2月14日 始業前2

 だんだんと騒がしくなっていく校舎の中で、和樹は一人黙々と本を読み進めていたが、駿介が教室に入ってくるのが見えたので和樹は顔をあげた。

 時計へと目を向けると、始業時間にはまだ十分に余裕がある。ここ数日の駿介が遅刻を繰り返していたことを考えると、驚く出来事のようにも思われた。

 ただ、驚いたのは和樹だけではなく、駿介も驚きの表情を隠していなかった。

「こんな早い時間になにをしてるんだ?」

 どうやら駿介は、最近和樹たちが朝早くに一緒に登校していることを知らなかったようだ。特段秘密にしていることではなかったが、おおっぴらに吹聴していたわけではなかった。まして普段から登校時間が遅かった駿介にとって、朝の早い時間帯の出来事を知るはずもなくて当然だろう。

「いや、いつもこの時間には来ているんだよ。お前こそこんな時間にどうしたんだ。最近は遅刻魔になり始めていたのに」

 素朴な疑問をそのまま口にした和樹の問いに、駿介はひきつった表情をして口を閉じ、一呼吸おいてからしゃべりだした。

「いい加減、和樹に馬鹿にされるのも疲れてきたから、ここらで朝早く登校して課題を終わらせておこうと思ったんだよ」

 嘘にもならない軽口だった。しかし、和樹はあえてそこは追求せずに流した。

 調子が戻ってきたかのように話し続ける駿介に相づちを打ちつつ、頭の中では別のことを考えていた。今朝の走り去った音が駿介の足音である可能性、つまり机を荒らしていたのは駿介だったかも知れないと思い至ったのだ。

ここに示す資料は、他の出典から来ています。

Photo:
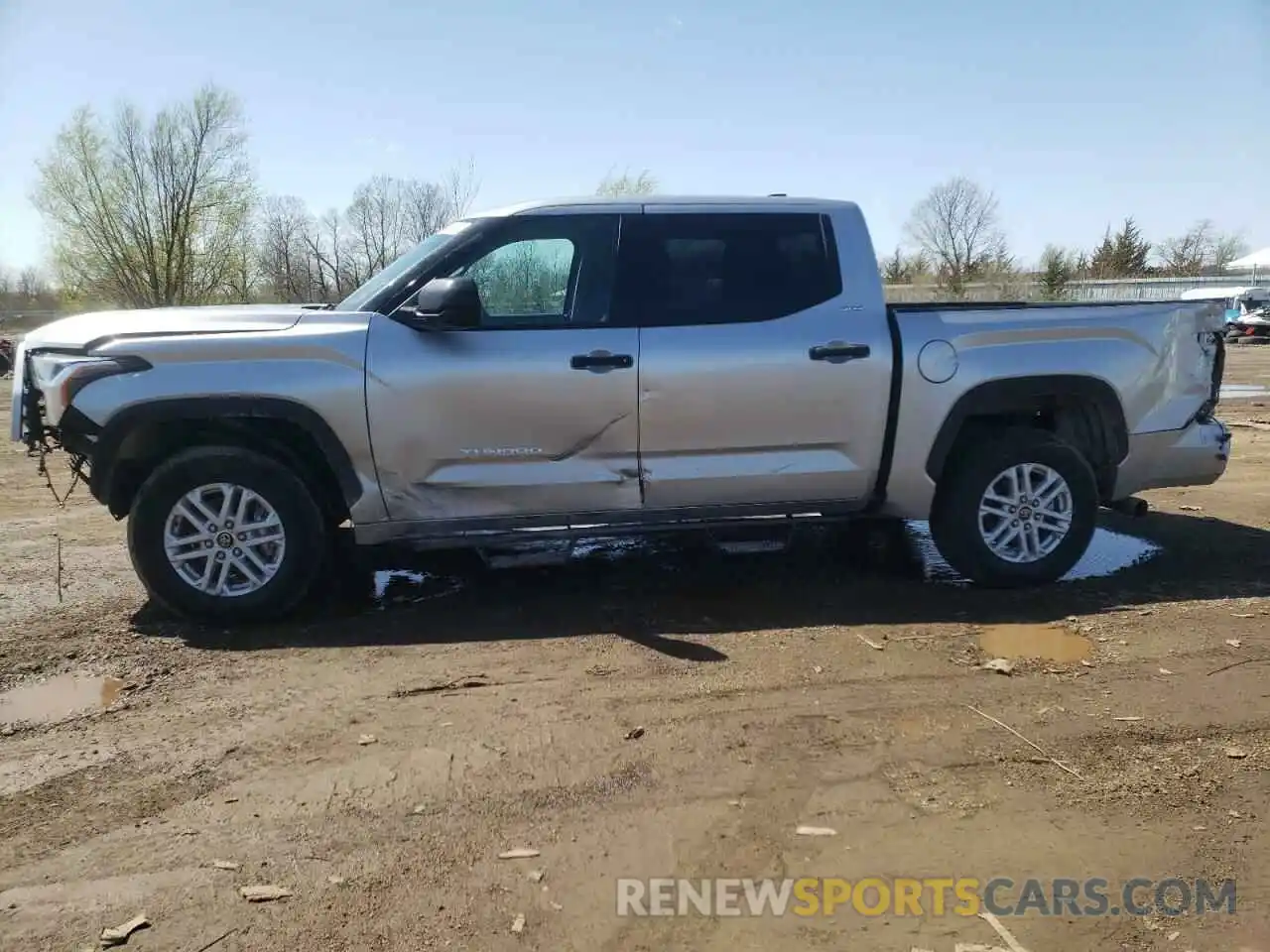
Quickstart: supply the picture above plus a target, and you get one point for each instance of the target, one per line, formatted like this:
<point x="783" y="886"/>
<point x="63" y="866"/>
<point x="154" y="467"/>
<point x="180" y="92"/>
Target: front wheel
<point x="226" y="535"/>
<point x="1017" y="508"/>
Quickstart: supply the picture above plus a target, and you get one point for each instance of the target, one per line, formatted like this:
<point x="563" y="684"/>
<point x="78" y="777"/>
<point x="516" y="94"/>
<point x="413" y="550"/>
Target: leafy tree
<point x="150" y="213"/>
<point x="626" y="184"/>
<point x="1125" y="254"/>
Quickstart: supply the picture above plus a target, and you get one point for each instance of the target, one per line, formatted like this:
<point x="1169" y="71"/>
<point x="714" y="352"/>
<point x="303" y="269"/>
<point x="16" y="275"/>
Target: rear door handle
<point x="601" y="361"/>
<point x="837" y="352"/>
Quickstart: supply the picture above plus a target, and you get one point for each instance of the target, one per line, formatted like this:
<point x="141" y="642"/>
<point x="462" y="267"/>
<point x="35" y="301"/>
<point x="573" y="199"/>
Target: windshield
<point x="404" y="264"/>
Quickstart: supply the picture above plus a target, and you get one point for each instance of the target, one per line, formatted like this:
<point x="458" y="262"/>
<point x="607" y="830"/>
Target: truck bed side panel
<point x="1157" y="357"/>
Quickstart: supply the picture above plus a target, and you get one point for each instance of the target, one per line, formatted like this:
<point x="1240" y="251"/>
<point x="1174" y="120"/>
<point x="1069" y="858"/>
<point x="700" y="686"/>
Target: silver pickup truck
<point x="598" y="367"/>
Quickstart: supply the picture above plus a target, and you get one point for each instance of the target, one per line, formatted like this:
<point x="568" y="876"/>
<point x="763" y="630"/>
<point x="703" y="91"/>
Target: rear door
<point x="760" y="381"/>
<point x="531" y="416"/>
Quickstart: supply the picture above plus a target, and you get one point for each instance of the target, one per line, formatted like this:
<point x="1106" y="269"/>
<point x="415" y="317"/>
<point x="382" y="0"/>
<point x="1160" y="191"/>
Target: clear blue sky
<point x="1078" y="112"/>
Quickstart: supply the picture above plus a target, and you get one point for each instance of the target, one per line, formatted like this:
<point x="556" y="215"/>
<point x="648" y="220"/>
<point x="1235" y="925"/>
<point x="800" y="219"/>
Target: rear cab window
<point x="724" y="267"/>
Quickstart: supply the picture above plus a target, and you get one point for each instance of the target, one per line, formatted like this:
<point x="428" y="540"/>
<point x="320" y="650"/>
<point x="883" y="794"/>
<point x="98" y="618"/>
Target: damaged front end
<point x="44" y="416"/>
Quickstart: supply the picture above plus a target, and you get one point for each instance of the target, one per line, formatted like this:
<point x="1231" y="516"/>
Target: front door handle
<point x="601" y="361"/>
<point x="837" y="352"/>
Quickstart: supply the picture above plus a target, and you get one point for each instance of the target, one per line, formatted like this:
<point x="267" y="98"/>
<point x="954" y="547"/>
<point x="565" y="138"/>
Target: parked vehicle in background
<point x="608" y="366"/>
<point x="1247" y="311"/>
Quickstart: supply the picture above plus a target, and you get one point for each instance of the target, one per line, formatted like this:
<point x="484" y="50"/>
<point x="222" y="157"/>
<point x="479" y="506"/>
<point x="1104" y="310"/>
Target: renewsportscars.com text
<point x="938" y="896"/>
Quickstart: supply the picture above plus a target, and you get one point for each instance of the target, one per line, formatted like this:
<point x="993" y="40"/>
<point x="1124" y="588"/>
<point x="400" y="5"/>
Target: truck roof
<point x="638" y="203"/>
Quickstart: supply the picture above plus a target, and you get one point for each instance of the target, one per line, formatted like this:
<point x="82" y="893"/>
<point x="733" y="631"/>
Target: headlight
<point x="62" y="376"/>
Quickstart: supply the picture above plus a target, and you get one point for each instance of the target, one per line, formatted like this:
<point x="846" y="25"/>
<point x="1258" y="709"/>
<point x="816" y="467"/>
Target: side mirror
<point x="448" y="303"/>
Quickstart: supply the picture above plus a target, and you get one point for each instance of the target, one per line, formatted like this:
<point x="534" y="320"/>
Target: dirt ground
<point x="668" y="714"/>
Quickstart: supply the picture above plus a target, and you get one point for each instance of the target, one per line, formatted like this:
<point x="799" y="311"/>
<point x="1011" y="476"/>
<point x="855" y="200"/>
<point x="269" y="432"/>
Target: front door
<point x="534" y="414"/>
<point x="760" y="381"/>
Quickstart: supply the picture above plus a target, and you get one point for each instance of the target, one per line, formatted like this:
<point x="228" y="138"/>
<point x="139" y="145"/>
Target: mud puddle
<point x="1052" y="643"/>
<point x="400" y="585"/>
<point x="58" y="698"/>
<point x="1109" y="552"/>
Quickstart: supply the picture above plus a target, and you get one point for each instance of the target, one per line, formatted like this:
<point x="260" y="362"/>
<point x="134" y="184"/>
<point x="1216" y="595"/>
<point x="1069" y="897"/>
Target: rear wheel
<point x="226" y="535"/>
<point x="1017" y="508"/>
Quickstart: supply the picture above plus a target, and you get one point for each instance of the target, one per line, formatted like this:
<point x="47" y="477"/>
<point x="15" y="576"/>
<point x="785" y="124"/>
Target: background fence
<point x="1100" y="290"/>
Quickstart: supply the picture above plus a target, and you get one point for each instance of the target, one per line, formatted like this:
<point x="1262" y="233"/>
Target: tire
<point x="955" y="521"/>
<point x="291" y="569"/>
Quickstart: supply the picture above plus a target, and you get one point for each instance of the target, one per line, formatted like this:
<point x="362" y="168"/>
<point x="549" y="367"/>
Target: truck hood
<point x="86" y="331"/>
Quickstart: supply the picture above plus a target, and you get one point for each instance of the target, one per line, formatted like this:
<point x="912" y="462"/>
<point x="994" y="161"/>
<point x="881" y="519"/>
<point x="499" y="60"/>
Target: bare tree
<point x="956" y="226"/>
<point x="285" y="231"/>
<point x="381" y="221"/>
<point x="901" y="268"/>
<point x="1201" y="249"/>
<point x="1057" y="272"/>
<point x="149" y="214"/>
<point x="458" y="189"/>
<point x="626" y="184"/>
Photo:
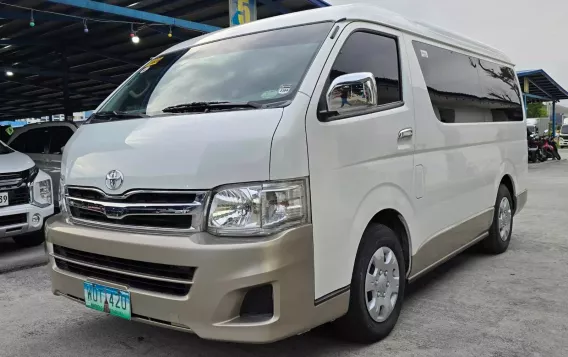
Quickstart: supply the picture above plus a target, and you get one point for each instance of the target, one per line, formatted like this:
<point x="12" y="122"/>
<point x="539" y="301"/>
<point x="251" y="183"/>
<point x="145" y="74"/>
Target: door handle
<point x="405" y="133"/>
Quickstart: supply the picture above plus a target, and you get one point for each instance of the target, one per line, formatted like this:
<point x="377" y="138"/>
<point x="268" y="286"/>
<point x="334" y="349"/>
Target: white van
<point x="26" y="198"/>
<point x="256" y="182"/>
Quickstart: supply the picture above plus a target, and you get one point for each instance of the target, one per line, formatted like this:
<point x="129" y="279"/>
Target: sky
<point x="532" y="33"/>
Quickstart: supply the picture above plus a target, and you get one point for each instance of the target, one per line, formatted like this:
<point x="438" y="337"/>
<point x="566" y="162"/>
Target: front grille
<point x="13" y="219"/>
<point x="15" y="184"/>
<point x="116" y="270"/>
<point x="148" y="210"/>
<point x="158" y="221"/>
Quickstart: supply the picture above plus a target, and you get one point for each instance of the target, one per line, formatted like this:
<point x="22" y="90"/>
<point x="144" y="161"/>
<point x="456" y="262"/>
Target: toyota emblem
<point x="114" y="180"/>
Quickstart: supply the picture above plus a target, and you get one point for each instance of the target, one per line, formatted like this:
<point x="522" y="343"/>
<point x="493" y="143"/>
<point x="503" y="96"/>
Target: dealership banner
<point x="242" y="11"/>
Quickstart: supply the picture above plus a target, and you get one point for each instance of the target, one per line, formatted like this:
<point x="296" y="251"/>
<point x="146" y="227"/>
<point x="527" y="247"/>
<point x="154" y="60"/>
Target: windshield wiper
<point x="115" y="115"/>
<point x="204" y="107"/>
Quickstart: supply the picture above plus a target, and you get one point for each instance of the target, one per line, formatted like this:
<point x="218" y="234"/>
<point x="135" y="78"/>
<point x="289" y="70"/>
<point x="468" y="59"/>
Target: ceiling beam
<point x="59" y="46"/>
<point x="45" y="72"/>
<point x="137" y="14"/>
<point x="275" y="6"/>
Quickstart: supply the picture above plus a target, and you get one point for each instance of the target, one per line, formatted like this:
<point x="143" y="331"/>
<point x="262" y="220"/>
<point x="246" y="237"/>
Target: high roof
<point x="363" y="12"/>
<point x="101" y="59"/>
<point x="542" y="85"/>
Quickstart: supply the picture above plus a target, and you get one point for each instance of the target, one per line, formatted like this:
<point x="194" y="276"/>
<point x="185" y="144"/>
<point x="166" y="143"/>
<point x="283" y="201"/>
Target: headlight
<point x="260" y="209"/>
<point x="41" y="193"/>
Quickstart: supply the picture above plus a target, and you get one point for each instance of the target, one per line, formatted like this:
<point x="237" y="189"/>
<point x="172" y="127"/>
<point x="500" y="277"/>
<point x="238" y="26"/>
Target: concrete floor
<point x="475" y="305"/>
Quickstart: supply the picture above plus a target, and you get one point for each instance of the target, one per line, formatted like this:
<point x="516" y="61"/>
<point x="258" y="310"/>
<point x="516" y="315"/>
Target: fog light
<point x="36" y="220"/>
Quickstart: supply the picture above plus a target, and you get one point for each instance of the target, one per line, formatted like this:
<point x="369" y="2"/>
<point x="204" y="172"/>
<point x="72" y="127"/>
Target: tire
<point x="498" y="240"/>
<point x="30" y="240"/>
<point x="358" y="325"/>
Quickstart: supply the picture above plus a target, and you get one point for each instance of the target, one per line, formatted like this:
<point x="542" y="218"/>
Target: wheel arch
<point x="395" y="221"/>
<point x="389" y="205"/>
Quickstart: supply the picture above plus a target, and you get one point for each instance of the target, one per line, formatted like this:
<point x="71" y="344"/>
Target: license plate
<point x="112" y="301"/>
<point x="3" y="199"/>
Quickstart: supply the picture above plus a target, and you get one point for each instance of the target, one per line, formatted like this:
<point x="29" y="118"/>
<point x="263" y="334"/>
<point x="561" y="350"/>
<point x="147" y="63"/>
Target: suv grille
<point x="146" y="210"/>
<point x="13" y="219"/>
<point x="15" y="183"/>
<point x="160" y="278"/>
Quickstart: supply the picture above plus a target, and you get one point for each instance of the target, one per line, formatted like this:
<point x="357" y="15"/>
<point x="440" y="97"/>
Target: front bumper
<point x="225" y="270"/>
<point x="29" y="210"/>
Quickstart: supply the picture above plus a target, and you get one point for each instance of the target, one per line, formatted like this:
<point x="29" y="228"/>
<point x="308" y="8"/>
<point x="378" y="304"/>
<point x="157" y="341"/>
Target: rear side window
<point x="500" y="91"/>
<point x="375" y="53"/>
<point x="465" y="89"/>
<point x="34" y="141"/>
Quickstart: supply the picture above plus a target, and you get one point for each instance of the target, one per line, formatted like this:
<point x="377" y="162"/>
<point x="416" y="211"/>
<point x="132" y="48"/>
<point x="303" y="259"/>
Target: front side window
<point x="376" y="54"/>
<point x="364" y="76"/>
<point x="265" y="68"/>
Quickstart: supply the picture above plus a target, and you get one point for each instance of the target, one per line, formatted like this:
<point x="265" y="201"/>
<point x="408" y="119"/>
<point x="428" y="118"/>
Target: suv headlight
<point x="42" y="195"/>
<point x="258" y="209"/>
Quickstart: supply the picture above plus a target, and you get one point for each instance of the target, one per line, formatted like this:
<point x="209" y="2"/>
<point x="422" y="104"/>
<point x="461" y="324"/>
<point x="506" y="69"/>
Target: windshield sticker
<point x="269" y="94"/>
<point x="151" y="63"/>
<point x="285" y="89"/>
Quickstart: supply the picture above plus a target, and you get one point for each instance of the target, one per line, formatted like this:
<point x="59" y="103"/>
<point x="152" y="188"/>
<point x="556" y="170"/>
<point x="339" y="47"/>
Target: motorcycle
<point x="533" y="148"/>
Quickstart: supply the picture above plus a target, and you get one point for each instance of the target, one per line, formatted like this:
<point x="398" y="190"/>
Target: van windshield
<point x="259" y="69"/>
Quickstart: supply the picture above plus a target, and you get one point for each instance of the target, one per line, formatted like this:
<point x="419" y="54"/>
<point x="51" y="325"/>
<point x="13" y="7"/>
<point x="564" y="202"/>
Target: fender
<point x="379" y="198"/>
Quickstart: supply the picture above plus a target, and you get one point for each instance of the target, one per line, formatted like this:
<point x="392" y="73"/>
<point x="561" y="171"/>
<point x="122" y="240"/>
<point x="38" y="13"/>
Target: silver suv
<point x="43" y="143"/>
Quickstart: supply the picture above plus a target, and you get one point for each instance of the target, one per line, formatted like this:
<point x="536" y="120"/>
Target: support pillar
<point x="553" y="119"/>
<point x="67" y="110"/>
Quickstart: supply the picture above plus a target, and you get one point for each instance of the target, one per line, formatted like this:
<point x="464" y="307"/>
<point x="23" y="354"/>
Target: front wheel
<point x="501" y="229"/>
<point x="377" y="287"/>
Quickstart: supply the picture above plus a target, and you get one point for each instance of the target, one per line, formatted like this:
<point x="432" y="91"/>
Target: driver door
<point x="361" y="157"/>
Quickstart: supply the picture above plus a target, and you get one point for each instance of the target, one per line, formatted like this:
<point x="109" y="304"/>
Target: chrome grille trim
<point x="123" y="272"/>
<point x="113" y="207"/>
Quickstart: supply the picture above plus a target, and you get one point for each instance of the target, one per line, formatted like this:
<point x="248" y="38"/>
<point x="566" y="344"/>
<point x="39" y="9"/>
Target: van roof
<point x="362" y="12"/>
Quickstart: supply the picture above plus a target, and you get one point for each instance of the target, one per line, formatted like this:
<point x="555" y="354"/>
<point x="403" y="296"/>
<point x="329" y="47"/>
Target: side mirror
<point x="352" y="91"/>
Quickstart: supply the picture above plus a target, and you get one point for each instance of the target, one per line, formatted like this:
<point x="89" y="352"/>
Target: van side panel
<point x="462" y="162"/>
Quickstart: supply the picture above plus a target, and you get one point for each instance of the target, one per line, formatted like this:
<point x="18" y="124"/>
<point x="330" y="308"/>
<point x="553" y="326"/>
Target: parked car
<point x="26" y="198"/>
<point x="44" y="143"/>
<point x="239" y="197"/>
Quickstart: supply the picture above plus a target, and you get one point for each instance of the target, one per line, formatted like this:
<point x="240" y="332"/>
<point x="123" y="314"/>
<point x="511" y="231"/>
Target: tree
<point x="537" y="110"/>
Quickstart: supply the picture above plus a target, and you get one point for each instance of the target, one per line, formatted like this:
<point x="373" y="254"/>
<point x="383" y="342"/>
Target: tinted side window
<point x="59" y="137"/>
<point x="500" y="92"/>
<point x="33" y="141"/>
<point x="453" y="84"/>
<point x="369" y="52"/>
<point x="465" y="89"/>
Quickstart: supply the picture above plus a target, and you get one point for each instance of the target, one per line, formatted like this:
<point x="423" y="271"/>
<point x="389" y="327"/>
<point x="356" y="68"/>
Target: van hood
<point x="194" y="151"/>
<point x="15" y="162"/>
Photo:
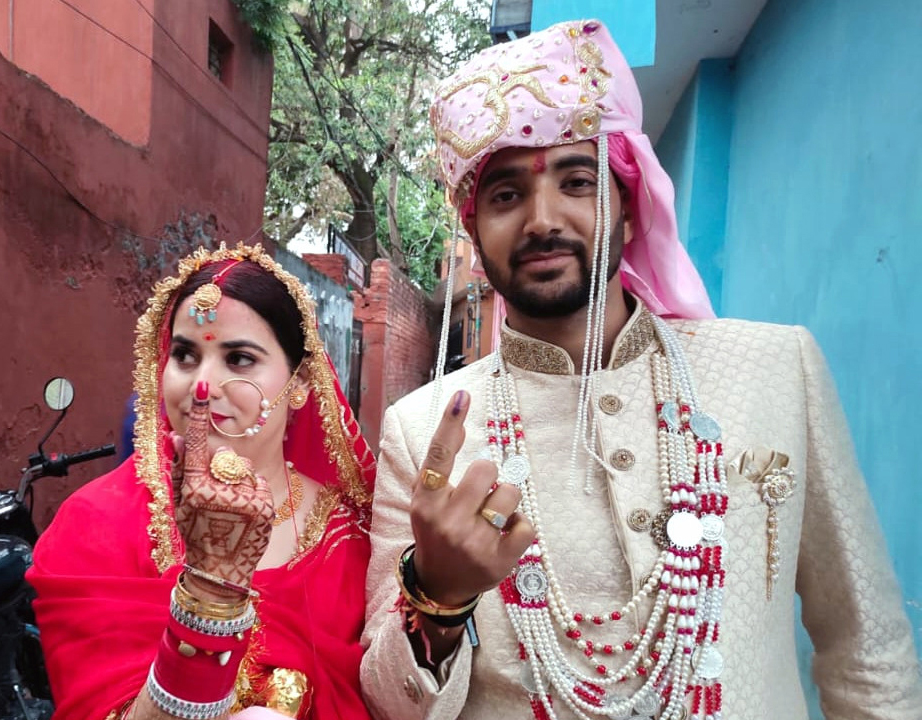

 和樹のノートを勝手に借りて課題でも写そうとしたのだろうか。あるいは他の目的があったのだろうか。証拠など何もなかったが、駿介の行動だとしたらくだらない理由のようにも和樹には思われた。


 駿介とたわいもない話を続けていると、始業時間が近づくにつれ加速度的に教室内の人口密度は高くなっていった。瑞姫が教室に姿を現したのは、いつもよりも遅かった。いつもほぼ同じ時間にやってくるので、珍しいと和樹は思った。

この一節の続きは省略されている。